When you think of the words "pretty" and "beautiful," what initially pops up in your head? Perhaps when you think of something pretty you imagine a freshly blown bubble. Maybe you think of a little girl with pony tails in her hair and a polka dot dress asking her mother for an ice cream float. "Isn't she pretty!"
Doesn't that ice cream sound good? But what do you think of when you think of beautiful? Do you think of a woman, who isn't perfect, but she is just right in your eyes? Do you think of a red rose as it is about to bloom and allow its petals to finally bare the light? Do you think of a woman's hair as it brushes against her rosy cheeks and flutters as if it was a bird in the wind?
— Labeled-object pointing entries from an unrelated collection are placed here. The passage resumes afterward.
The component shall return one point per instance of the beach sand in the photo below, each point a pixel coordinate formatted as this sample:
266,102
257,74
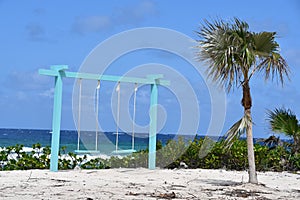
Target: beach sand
146,184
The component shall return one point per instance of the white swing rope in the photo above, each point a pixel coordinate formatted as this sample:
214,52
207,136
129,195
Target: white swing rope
118,90
97,113
79,113
134,111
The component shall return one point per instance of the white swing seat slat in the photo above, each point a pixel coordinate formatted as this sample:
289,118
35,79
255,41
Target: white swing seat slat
87,151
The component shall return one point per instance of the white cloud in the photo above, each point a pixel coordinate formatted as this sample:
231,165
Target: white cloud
35,32
88,24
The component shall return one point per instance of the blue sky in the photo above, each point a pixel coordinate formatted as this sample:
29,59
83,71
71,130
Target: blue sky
37,34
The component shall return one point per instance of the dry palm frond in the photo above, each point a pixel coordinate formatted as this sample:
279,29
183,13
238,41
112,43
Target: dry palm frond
236,130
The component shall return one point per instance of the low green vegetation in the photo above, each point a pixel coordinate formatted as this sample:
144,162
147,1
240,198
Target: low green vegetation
277,157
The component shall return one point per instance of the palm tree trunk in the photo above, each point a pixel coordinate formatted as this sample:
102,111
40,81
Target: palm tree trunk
247,104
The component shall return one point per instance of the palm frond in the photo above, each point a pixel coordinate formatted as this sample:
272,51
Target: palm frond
236,130
271,62
283,121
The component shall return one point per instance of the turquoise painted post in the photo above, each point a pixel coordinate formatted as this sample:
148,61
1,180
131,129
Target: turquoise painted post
153,127
56,116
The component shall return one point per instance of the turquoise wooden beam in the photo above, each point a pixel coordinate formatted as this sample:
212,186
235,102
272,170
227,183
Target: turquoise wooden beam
149,80
58,86
153,127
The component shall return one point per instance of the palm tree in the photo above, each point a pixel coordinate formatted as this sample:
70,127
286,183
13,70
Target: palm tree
233,55
285,121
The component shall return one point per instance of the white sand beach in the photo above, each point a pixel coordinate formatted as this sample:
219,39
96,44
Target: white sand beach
146,184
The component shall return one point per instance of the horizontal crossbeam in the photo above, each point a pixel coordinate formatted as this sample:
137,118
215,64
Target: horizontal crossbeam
150,79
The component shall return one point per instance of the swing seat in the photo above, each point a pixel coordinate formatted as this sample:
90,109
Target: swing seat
87,152
124,151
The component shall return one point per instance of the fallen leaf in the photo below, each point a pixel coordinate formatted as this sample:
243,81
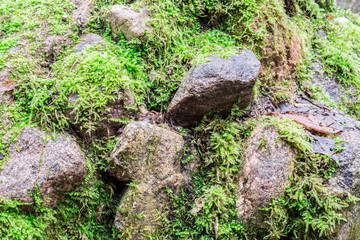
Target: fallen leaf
309,121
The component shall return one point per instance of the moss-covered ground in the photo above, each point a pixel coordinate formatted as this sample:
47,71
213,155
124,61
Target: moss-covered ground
283,35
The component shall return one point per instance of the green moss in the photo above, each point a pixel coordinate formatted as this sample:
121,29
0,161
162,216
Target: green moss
308,209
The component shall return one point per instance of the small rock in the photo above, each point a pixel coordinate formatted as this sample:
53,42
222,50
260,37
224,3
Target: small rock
4,77
132,24
149,156
214,86
265,174
321,33
86,40
354,5
341,20
82,13
44,64
57,166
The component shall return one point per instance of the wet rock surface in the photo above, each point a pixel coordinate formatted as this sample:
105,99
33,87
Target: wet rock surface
132,24
53,45
149,156
214,86
4,77
55,163
265,173
264,158
82,13
331,85
87,40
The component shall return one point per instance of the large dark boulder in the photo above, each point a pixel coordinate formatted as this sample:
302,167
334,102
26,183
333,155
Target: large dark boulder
55,163
267,166
111,117
215,86
149,156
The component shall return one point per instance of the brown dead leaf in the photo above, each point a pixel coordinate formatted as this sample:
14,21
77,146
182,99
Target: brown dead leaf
8,85
309,121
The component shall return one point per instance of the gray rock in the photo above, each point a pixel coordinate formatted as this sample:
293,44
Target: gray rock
82,13
55,163
331,85
4,76
54,45
267,166
87,40
132,24
354,5
122,108
346,179
265,173
341,20
321,33
149,156
215,86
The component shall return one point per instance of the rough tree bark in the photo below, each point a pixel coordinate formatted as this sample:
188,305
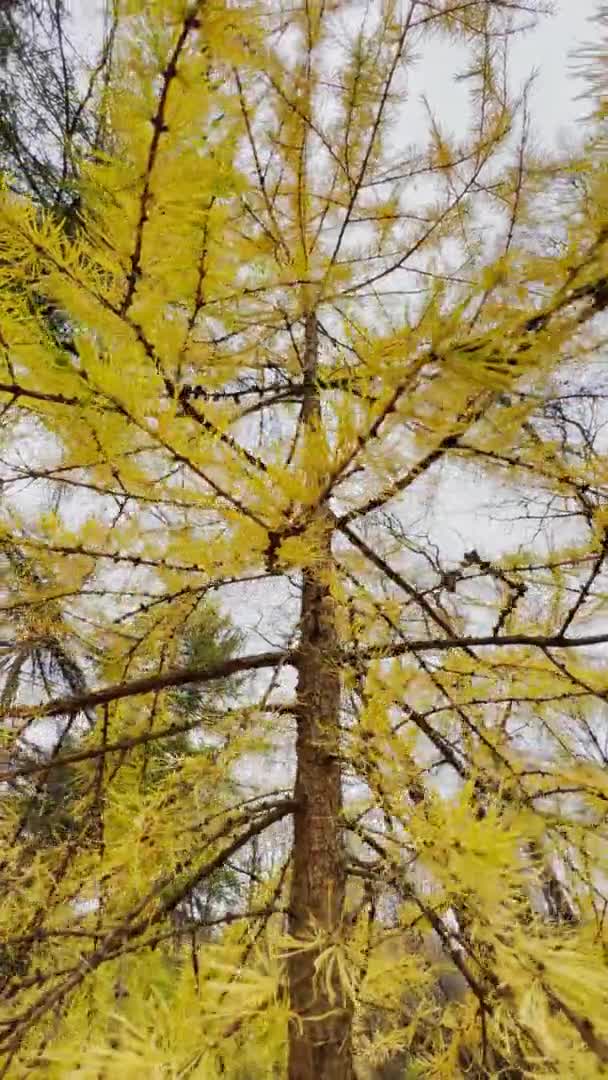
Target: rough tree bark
320,1038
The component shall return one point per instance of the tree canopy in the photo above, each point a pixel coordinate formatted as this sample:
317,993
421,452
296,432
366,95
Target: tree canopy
282,333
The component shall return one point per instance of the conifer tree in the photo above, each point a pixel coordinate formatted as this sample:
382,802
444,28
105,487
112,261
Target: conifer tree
287,331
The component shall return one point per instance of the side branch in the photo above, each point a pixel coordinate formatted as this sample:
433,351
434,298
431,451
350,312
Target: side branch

The word "beautiful" feels exquisite, but it is still difficult to draw a fine line between pretty and beautiful.
According to Huffington Post's writer Te-Erika Patterson (2013), each culture has a different interpretation of what it means to be pretty and what it means to be beautiful. These terms are not meant to be gender specific. But in the English language and in America, they are terms that are usually idealized and targeted towards females.

The pretty woman fights to fit in with all the latest fashion trends, while the beautiful woman wears hand me downs that her mother wore 10 years ago. The woman fights to have the whitest teeth, the reddest lips, the biggest boobs and the softest hair so she can be idealized as beautiful.


While it is still a complement to call someone of any gender pretty, you can sense the difference you can make by calling someone beautiful. For the people that are diagnosed with eating disorders every year in the United States, between 90-95% of the sufferers are women who just want to be beautiful feel beautiful and match up to societal beauty standards. We still women and human beings, in general, put themselves down consistently because they don't feel beautiful.